MonetDBLite-R icon indicating copy to clipboard operation
MonetDBLite-R copied to clipboard

MonetDBLite removed from CRAN

Open KnutJaegersberg opened this issue 5 years ago • 15 comments

MonetDBLite removed from CRAN - do some dependencies have check issues or something?

KnutJaegersberg avatar Apr 22 '19 07:04 KnutJaegersberg

I would like to know about this issue as well. My R package depends on MonetDBLite and it's quite unfortunate to suddenly realise that people can't install it due to MonetDBLite sudden disappearance to nowhere. Is it possible to somehow help so the solution will be up quickly?

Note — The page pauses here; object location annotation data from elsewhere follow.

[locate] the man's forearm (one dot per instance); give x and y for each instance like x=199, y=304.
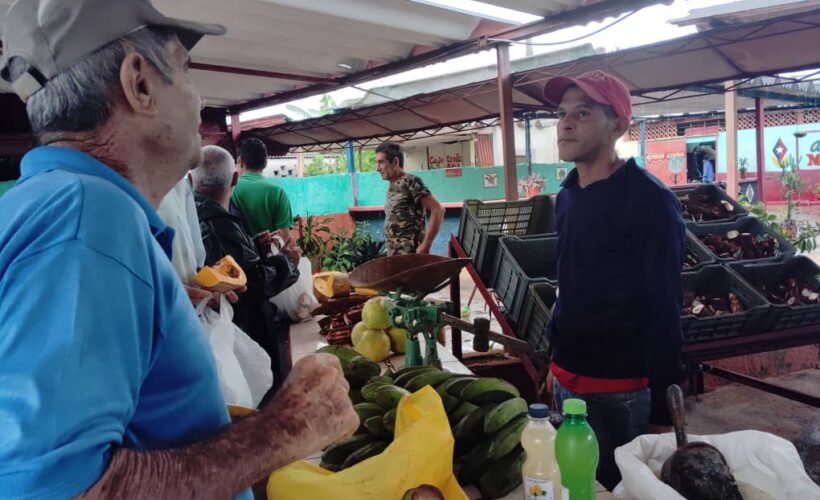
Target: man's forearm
x=433, y=227
x=222, y=467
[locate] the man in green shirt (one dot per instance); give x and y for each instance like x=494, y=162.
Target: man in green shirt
x=265, y=205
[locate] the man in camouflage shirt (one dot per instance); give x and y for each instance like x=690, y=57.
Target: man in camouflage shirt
x=407, y=200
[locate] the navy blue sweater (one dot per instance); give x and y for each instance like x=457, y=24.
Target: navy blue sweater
x=620, y=254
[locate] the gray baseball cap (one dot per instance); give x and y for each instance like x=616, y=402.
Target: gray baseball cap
x=52, y=35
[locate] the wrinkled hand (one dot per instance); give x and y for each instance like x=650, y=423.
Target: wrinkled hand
x=423, y=248
x=314, y=403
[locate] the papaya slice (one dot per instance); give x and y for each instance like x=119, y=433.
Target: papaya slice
x=224, y=276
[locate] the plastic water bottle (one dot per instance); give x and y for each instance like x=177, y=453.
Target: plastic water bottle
x=542, y=479
x=576, y=450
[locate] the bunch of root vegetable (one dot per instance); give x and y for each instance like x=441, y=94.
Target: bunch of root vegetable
x=740, y=246
x=699, y=208
x=793, y=293
x=710, y=304
x=340, y=316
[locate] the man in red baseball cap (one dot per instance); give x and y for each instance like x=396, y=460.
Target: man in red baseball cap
x=615, y=332
x=109, y=385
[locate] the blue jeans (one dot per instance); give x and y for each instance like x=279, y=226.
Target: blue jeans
x=617, y=418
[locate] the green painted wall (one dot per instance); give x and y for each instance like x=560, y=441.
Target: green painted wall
x=329, y=194
x=326, y=194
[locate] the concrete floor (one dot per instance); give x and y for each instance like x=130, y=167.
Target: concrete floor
x=735, y=407
x=730, y=407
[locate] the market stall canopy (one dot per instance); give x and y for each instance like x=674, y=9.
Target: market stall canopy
x=277, y=49
x=654, y=73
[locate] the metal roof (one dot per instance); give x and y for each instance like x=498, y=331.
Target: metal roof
x=654, y=73
x=743, y=11
x=279, y=50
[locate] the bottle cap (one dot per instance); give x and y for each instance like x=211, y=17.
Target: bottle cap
x=575, y=407
x=539, y=411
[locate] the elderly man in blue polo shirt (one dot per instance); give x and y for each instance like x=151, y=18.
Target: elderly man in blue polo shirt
x=108, y=384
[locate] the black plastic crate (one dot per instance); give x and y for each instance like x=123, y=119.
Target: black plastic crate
x=521, y=262
x=714, y=195
x=748, y=224
x=721, y=280
x=769, y=275
x=695, y=248
x=536, y=314
x=482, y=224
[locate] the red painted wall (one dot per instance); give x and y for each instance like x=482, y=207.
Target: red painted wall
x=658, y=154
x=766, y=364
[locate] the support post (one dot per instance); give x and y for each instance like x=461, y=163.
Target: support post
x=236, y=128
x=351, y=166
x=643, y=141
x=760, y=127
x=730, y=97
x=528, y=144
x=507, y=131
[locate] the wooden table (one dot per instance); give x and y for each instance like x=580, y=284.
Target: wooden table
x=305, y=339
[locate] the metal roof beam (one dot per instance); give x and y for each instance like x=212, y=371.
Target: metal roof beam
x=557, y=22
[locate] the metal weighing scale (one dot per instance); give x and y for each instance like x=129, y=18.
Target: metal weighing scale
x=405, y=280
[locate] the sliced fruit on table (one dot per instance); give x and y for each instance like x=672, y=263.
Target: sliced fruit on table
x=224, y=276
x=331, y=284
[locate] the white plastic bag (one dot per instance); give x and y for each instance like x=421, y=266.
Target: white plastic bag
x=766, y=462
x=243, y=367
x=298, y=300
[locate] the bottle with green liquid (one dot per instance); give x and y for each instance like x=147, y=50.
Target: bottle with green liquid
x=576, y=450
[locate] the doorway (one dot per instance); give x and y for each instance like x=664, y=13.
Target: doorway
x=696, y=152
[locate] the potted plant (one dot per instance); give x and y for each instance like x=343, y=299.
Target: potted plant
x=743, y=167
x=313, y=235
x=531, y=185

vadimnazarov avatar Apr 26 '19 14:04 vadimnazarov

Any updates?

vadimnazarov avatar May 06 '19 17:05 vadimnazarov

@vadimnazarov I understand that the continued changes needed to track the MonetDB codebase (while keeping step with CRAN's changing requirements for checks) have led @hannesmuehleisen and team to develop a new database package at https://github.com/cwida/duckdb which promises several improvements over MonetDBLite. Hannes can no doubt provide more details but meanwhile you might want to keep an eye on duckdb or take it for a spin! Hopefully it will be on CRAN soon.

cboettig avatar May 08 '19 18:05 cboettig

I see, thank you for notifying! So did I understand you correctly: there will be no MonetDB for R, but MonetDB itself will live and thrive?

vadimnazarov avatar May 08 '19 18:05 vadimnazarov

MonetDB itself will live on, yes. Thanks @cboettig for the explanation here.

hannes avatar May 10 '19 11:05 hannes

Got it, thank you! Can't wait for the duckdb on CRAN. On the side note - will there be any workaround to use MonetDB from R? What to do if I want to connect to the existing MonetDB database, and don't use the embedded database?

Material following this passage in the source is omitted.